Friday, August 22, 2014

Intercepting the HTTP Data Stream

Word of warning: This post only works with +v0.11 of Node, and a few things here are not official API but based on implementation details. Even so, figured this would be a worthwhile post for some.

Callback in the Middle Attack

What we'll be doing is hijacking the data stream between being received by the TCP socket and being processed by the HTTP parser. This allows manipulation of the data with no module the wiser. Let's get started:

var http = require('http');

// First start by adding a property to the Socket prototype that
// will be used to store the old data event callback(s).
require('net').Socket.prototype._data_fn_ = undefined;

var server = http.createServer().listen(8000);

server.on('connection', onConnection);

function onConnection(conn) {
  // The use of ._events is a complete implementation detail of
  // the EventListener.
  conn._data_fn_ = conn._events.data;

  // Now replace the data event with our own. This is to ensure
  // the custom data handler always runs first.
  conn._events.data = interceptData;
}

function interceptData(chunk) {
  // This is where the magic will happen, and be explained later.

  // After the magic, call the data event callback(s). For ease of
  // the example we'll assume there was only one data event callback.
  this._data_fn_(chunk);
}

server.on('request', onRequest);

function onRequest(req, res) {
  res.end('bye\n');
}

Running the above should produce a normally running HTTP server. Though now there's an entry point into the data stream. The function interceptData() is the first place data is received by the user. Even before it reaches the HTTP parser. Take note, trying to do this on the readable event will fail. This is an implementation detail and difference between how pushing data immediately to the user via the data event and buffering the data to be read by the user has an ever so slight difference.

Take special notice of the fact we're storing the old 'data' event and running it directly after the data stream manipulation. The reason for this is twofold. First, it is the most sure way to make sure interceptData() runs first. Second, in the case of an error the full stack trace is available. Whereas simply adding another event would hide the fact the data stream has been manipulated.

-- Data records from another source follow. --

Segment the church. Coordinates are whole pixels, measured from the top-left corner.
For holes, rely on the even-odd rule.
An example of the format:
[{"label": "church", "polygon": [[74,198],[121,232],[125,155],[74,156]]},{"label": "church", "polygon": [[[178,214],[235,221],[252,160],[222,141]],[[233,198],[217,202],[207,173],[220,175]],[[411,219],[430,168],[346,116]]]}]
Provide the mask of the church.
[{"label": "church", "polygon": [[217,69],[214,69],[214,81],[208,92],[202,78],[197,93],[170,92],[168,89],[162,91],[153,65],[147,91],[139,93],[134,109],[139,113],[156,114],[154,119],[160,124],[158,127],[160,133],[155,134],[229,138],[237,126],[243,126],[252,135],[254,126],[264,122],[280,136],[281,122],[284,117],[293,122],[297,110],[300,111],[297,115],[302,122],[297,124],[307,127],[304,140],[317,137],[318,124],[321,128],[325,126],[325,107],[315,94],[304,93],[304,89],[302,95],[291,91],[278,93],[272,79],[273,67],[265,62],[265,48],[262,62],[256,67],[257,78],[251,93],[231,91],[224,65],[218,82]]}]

Exploiting the Data Stream

When data is received, the amount of data read is accumulated on the bytesRead property. If we change the length of the data then the HTTP parser may stall or botch the parsing, having expected more/less data. Luckily getting past this is trivial, and once the counter measure is in place we can begin to manipulate the data however we want.

function interceptData(chunk) {
  // Roll back how much data was actually read.
  this.bytesRead -= chunk.length;

  // Make a change to the data stream.
  chunk = manipulateData(chunk);

  // Now add back the actual length propagated.
  this.bytesRead += chunk.length;

  this._data_fn_(chunk);
}

An important point to keep in mind is that this example over simplifies a key issue. Which is, all the data may not arrive in a single TCP packet. Meaning it will be up to you to buffer data accordingly until all the necessary data has arrived.

For a quick example, let's remove the header customHeader:

function manipulateData(chunk) {
  var arr = chunk.toString().split(/\r\n/);
  var customHeader;
  for (var i = 0; i < arr.length; i++)
    if (arr[i].indexOf('customHeader:') === 0)
        customHeader = arr.splice(i, 1);
  // Return new Buffer that doesn't contain customHeader. 
  return new Buffer(arr.join('\r\n'));
}

Fairly straight forward really. The basic template here should allow for any type of data manipulation to the http module. Though keep in mind I do not recommend this technique. Feel the need to say that since I'm a core maintainer, and should never publicly advocate to use anything other than the "official" API. More importantly is that multiple modules don't attempt to do this in the same application. If for no other reason, the implications of each one stepping on the other's toes could lead to unpredictable results that are very difficult to track down. But, in light of those two things, it could be very helpful in cases like wanting to pre-parse headers before the http module has a chance.

I haven't thought of an appropriate module-type API to encapsulate this functionality. If you have any ideas, please feel free to share in the comments and maybe I'll make one (unofficial of course ;-). There would also be a way to make this backwards compatible with v0.10. Though that would require a substantially deeper hack. But that's one thing I love about code. Anything is possible as long as you know how.